Why consider 1 “absolute” but 2 open to one’s political leaning?
That’s irrelevant to whether it’s dicta. Do you have a cite for the proposition that something is dicta until a court applies the ruling in an outcome-determinative manner? A holding is either dicta or not from the get go. A holding doesn’t exist in some sort of purgatory until it’s validated later.
You want to apply a “presumptively dicta” standard to Emerson, but all you’ve offered is your word for it. You first argued the theory that the Second Amendment holding wasn’t necessary. I then showed that there are Supreme Court cases that follow the same structure as Emerson that have never been considered dicta. You then said that the reason the Supreme Court cases aren’t dicta is because later rulings validated it, but I’ve shown that the first Supreme Court citation of Strickland was for the ineffective assistance standard that would be dicta under your theory. And Strickland is cited in every ineffective assistance case for the standard the Court established.
Now we have the Ninth Circuit and the Fifth Circuit citing Emerson as law. I’ve looked at an amicus brief arguing for rehearing en banc that treats Emerson as law. It’s law. You can argue your theory, but the real world court practice is to treat it as law. It’s not dicta. You might have a good law review article to argue it should be dicta, but it’s not dicta.
Joe, I don’t seriously believe the idea (I hope that was obvious), but I use it as a Socratic illustration. So wrap your mind around it and try it on for a few minutes, even if you disagree (which I hope you will). Redefining the terms to eliminate my part of the argument isn’t fair in Socratic land, besides which, I provide you with Webster’s definition of ordance:
1 a: military supplies including weapons, ammunition, combat vehicles, and the necessary maintenance tools and equipment b : a service of the army charged with the duty of procuring by purchase or manufacture and distributing the necessary ordnance for the army and organized militia and of establishing and maintaining arsenals and depots for their manufacture and safekeeping Ordnance had to start pretty close from scratch TimeOrdnance Corps
2 : heavy firearms discharged from mounts : CANNON, ARTILLERY
It makes no distinction in the primary definition between small arms (which is what you mean), arms (which is what the constitution means), and ordnance, which is all an army’s stuff (George Carlin definition of stuff here).
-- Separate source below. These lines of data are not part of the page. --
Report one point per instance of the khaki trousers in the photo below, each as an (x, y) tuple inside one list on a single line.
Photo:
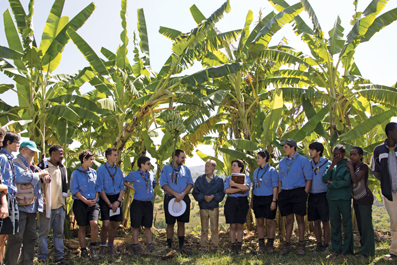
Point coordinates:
[(391, 207), (213, 216)]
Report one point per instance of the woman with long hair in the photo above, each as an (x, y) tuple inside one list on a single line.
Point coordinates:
[(362, 201)]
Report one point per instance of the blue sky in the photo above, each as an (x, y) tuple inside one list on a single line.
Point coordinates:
[(376, 58)]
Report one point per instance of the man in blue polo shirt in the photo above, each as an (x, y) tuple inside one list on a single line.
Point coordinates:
[(111, 182), (318, 210), (141, 209), (176, 181), (27, 173), (85, 192), (296, 177), (9, 214)]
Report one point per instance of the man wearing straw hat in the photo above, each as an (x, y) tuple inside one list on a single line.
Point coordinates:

If you really don’t like the nuke example, consider that I am entitled to gunpowder at a minimum, and I can rig up a Palestinian style suicide/homicide bomber jacket with a dead man switch. But because I am working out, and have a right to efficient arms, maybe I use 50 pounds of gunpowder, or maybe 50 pounds of C4. As someone else pointed out, people are very polite to me, because I do this openly. I don’t like this as much as my nuke, because it leaves me open to a sniper, whereas a nuke arrangement (also coming in at less than 100 pounds) protects me from snipers too.
In short, it protects me. The fact that accidents and unforseen events endanger a million others, is that really my problem? My driving a car endangers others. Same with assault rifles. The solution is not to curtail my rights, but to punish the real criminals.
The argument against assault rifles is that a nut can kill dozens if not a hundred quickly.